Bu büyük müjde efendim, sayın İmamoğlu lütfen bir müjdeli haber daha verin. Elimizde yeterince PKK boku var değil mi?

İmamoğlu: Kolay değil sakin olun, PKK'lı HDP'li .ötü yalaya yalaya oluyor bu işler. Tam ben memleket için demokrasi için geleceğimiz için .öt yalıyorum hemen ortalığı ayağa kaldırıyorlar. Böyle yaparsanız, enerji akışı, sermaye akışı, yakıt akışı, barış ve özgürlük akışı sağlayamayız. Devletimiz her gün PKK'lı vurursa eeee bokları nasıl tedarik edeceğiz? Buradan dostlarımıza müttefiklerimize sesleniyorum, yeni vizyonumuz için PKK bokları kapasitemizi yükseltmeliyiz.. Pompalama ve dağıtma tesisleri, petrol ve gaz şirketleri, hepinize sesleniyorum, düşmanlığı bırakın, yalayın, sonra oyları tahsil edin.

Harikasınız efendimm, hatırlayın efendim, bir zamanlar da Fetö'nün mübarek donunu kokluyorlar diye şimdi sizin genel müdürlerinizle dalga geçmiştiler... Efendim, şimdi aklıma geldi, Fetö'nün donuyla PKK'nın boklarını aynı camekan içinde mi sergilesek!

İmamoğlu: Ben yalnız değilim kararları tek başıma almıyorum, partiden arkadaşlara da soracağız, önce metan gazı ölçümleri yaptıracağız. Allah inandırsın insan bir kokusunu almasın... Önceleri ben de kendime nasıl oluyor da bir don bok kokusuna koskoca insanlar secde edip ağlayarak bağlanıyor diyordum, öyle değilmiş. Siyaseten yok olurum korkusu olunca bal gibi yalıyorsun. Siyaseten bir daha beni desteklemezler bana oy vermezler diye düşününce yüzüne gözüne ailene evine yatağına her yere yalım yalım sürtünüyor sürüyorsun.. Bakın mübareği süre süre iktidarın tek alternatif oluverdim..

Ancak efendim, hepsini kullanıp bitirmeseniz, hayırlısıyla, bir parça da gelecek nesillere ayıralım, yarınların Cumhuriyet Türkiyesi donsuz boksuz kalmasın.
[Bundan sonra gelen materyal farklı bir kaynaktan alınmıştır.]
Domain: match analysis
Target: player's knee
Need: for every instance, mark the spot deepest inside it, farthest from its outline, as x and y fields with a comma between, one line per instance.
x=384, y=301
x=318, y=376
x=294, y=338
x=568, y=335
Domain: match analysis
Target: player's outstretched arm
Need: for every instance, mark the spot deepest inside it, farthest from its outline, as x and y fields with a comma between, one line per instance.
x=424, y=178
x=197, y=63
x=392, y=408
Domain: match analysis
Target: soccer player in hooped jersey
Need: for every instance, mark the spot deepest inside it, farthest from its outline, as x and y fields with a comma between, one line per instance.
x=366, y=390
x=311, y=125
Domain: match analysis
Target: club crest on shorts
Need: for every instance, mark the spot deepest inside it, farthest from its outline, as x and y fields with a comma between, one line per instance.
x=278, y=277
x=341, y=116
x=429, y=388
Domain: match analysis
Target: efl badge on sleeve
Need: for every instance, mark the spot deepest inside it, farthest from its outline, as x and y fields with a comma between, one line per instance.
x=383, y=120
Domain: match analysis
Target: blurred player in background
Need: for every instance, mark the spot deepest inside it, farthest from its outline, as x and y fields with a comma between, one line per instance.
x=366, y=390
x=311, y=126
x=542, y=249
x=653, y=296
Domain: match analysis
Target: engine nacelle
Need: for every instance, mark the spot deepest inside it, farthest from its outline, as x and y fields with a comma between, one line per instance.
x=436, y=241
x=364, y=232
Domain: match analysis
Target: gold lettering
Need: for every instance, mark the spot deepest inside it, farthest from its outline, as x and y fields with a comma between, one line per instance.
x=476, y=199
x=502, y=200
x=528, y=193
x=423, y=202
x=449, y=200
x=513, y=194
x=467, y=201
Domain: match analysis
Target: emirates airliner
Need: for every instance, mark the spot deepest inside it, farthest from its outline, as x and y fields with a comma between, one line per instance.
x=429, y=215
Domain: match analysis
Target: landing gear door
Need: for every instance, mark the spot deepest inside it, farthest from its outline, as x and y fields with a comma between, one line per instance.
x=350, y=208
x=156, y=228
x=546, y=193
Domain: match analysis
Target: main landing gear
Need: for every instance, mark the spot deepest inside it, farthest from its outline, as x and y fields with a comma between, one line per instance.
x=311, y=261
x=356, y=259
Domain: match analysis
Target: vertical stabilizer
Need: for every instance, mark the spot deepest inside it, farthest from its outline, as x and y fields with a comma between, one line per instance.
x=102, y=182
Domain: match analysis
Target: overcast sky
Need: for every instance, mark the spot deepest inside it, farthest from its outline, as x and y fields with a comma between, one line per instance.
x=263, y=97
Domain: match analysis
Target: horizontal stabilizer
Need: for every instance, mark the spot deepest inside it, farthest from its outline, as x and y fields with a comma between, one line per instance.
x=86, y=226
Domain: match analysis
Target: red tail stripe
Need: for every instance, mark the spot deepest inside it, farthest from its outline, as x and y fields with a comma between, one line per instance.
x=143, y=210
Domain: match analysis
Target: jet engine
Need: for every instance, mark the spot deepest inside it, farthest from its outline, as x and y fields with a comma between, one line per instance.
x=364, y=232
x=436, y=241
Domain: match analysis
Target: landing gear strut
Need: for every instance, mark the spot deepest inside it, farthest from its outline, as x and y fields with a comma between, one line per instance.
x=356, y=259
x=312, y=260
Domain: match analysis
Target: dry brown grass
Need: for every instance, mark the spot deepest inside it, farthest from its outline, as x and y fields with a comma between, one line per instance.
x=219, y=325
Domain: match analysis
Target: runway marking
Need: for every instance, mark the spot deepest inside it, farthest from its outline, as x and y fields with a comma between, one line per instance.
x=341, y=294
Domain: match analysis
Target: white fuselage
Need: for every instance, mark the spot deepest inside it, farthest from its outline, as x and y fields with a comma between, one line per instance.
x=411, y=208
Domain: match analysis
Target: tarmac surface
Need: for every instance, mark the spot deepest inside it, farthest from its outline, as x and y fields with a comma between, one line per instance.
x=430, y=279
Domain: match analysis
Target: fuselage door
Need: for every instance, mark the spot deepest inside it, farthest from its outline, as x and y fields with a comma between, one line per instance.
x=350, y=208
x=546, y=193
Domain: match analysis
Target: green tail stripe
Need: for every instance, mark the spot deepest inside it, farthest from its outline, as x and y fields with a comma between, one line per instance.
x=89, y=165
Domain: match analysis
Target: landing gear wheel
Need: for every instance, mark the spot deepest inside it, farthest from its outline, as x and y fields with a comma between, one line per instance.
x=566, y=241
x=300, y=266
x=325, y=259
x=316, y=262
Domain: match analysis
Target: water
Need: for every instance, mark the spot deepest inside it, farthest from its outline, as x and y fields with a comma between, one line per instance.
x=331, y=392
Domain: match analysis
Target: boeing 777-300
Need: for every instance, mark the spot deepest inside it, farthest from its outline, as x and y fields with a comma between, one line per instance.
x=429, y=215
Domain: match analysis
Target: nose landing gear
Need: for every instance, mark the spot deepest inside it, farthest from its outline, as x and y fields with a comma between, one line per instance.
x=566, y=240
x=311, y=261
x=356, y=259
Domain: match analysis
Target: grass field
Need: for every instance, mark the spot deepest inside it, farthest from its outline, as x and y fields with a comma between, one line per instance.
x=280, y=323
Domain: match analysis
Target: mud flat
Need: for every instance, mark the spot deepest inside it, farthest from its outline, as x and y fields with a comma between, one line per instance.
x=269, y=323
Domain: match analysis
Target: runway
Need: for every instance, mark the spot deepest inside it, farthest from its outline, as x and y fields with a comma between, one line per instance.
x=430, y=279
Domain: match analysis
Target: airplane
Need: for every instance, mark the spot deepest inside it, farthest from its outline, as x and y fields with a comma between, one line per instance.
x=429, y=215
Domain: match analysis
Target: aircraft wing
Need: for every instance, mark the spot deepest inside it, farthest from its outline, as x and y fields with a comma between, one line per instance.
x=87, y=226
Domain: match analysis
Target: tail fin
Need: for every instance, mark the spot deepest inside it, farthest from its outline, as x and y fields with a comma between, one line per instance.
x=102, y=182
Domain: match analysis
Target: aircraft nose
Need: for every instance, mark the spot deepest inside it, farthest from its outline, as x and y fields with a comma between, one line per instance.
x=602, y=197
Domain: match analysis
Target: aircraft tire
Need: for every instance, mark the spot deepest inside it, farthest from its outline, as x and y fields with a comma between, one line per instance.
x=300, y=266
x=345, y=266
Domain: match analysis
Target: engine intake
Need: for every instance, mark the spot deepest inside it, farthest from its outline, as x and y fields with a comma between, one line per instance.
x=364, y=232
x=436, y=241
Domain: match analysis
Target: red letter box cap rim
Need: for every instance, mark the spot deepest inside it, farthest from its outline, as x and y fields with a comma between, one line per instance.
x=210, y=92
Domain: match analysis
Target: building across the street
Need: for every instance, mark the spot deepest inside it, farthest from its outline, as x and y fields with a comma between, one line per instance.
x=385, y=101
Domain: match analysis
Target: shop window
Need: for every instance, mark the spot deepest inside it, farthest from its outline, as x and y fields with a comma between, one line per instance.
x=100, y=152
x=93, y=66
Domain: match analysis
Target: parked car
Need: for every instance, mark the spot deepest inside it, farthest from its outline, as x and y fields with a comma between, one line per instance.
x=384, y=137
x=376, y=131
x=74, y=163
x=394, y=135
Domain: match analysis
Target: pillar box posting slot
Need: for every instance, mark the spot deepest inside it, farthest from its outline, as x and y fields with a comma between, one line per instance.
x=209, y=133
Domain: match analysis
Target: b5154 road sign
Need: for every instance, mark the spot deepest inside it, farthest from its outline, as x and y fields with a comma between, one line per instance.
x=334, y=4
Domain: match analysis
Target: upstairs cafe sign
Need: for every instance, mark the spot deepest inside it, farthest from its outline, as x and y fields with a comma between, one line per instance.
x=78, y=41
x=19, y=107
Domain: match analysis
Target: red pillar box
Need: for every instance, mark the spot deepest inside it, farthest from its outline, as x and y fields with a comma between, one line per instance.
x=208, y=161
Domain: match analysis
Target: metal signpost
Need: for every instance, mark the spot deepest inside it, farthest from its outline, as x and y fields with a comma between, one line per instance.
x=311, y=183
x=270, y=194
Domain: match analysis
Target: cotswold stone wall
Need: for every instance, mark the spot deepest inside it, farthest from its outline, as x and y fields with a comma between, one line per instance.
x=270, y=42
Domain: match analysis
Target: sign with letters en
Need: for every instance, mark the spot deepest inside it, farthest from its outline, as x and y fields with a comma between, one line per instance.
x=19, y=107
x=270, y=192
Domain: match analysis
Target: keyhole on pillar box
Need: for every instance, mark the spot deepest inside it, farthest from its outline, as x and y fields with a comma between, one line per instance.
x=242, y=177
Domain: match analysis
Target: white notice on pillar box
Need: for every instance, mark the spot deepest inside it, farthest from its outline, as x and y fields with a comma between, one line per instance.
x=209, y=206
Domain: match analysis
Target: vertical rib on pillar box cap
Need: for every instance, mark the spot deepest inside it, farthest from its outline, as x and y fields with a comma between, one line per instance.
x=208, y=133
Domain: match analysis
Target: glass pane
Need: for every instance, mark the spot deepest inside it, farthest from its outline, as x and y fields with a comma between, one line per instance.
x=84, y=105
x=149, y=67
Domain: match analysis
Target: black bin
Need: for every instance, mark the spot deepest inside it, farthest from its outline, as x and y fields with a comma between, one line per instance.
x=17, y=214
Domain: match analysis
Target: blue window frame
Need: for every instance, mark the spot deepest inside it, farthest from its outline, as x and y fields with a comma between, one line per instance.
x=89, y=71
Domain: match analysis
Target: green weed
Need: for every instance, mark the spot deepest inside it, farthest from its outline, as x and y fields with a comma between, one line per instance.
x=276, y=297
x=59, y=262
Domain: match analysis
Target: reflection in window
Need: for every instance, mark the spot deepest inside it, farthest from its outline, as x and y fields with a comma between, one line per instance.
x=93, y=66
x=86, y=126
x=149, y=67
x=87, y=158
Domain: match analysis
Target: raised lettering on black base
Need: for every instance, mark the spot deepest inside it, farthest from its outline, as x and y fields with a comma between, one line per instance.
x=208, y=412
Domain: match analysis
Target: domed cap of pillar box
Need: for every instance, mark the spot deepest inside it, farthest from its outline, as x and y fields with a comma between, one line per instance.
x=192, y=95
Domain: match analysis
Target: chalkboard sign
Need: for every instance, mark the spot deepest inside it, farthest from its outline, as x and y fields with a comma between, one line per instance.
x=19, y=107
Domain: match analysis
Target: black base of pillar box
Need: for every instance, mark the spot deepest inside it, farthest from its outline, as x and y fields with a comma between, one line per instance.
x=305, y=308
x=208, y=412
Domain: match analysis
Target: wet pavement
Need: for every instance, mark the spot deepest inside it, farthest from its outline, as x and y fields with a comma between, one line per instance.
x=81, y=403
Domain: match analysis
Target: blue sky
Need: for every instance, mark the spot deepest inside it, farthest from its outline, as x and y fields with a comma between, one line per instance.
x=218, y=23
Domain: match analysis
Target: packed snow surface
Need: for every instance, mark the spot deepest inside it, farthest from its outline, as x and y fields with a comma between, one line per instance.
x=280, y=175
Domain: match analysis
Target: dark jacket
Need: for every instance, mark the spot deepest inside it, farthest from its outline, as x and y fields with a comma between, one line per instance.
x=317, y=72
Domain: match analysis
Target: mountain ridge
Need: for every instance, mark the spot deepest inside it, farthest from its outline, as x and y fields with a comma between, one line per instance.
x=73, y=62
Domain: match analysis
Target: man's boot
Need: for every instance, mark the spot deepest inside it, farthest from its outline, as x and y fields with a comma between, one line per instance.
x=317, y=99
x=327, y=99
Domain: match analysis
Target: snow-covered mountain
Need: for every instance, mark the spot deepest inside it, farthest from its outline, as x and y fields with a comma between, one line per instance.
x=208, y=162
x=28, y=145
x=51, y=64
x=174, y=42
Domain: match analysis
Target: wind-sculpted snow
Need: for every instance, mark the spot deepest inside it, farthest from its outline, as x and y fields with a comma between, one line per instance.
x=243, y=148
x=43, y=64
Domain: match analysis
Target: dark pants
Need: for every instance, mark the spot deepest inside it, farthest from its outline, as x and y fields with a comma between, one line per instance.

Onlar da şifa niyetine bir gıdım olsun bulabilsinler.. Efendim, şimdi aklıma geldi, bu cemaat ve etnik dışkılara kolonisömürge bokları deniyormuş.. Siyasilerin ağzına mezhepdi cemaatti şeyhdi etnik bölünmeydi bir verdin mi, sahipler, top tüfek atmadan ülkeyi istediği gibi yönetiyormuş..

İmamoğlu: Efendim bu hastalıklı faşist ağızları bırakın, korkmaya gerek yok, siz de depolayın siz de şişelere doldurun ve ağzını tıpalayın, ve bayramlarda, sevgililer gününde, kadınlar gününde, milli ve dini günlerde, mevlid şekeri gibi kolonya gibi bol bol tüketin, rahat olun, kompleks yapmayın, simleriniz dökülmez, yiyeceğiniz bir bok, ama sonunda demokrasiniz açılır, siyasetiniz açılır, önünüz açılır, banka hesaplarınız, oylarınız açılır!

İmamoğlu: Sebastiaaannnn! (Murat Ongun).. Oğlum, kadınlar gününü Pervin Buldan'a adayıp ortalığı karıştırmışız, tez elden Soner Yalçın'a söyle hemen yazı yazsın.

Sebastian: Başüstüne efendim, genel olarak PKK yazısı mı yazsın, yoksa Pervin Buldan'ı özel olarak mı aklasın.

İmamoğlu: Sebastian, sen Soner'e haberi uçur, o işini iyi bilir, sarraftır kendisi, boktan boncuk bulmada üstüne yoktur, o ne boklarda ne mücevherler keşfetmiştir!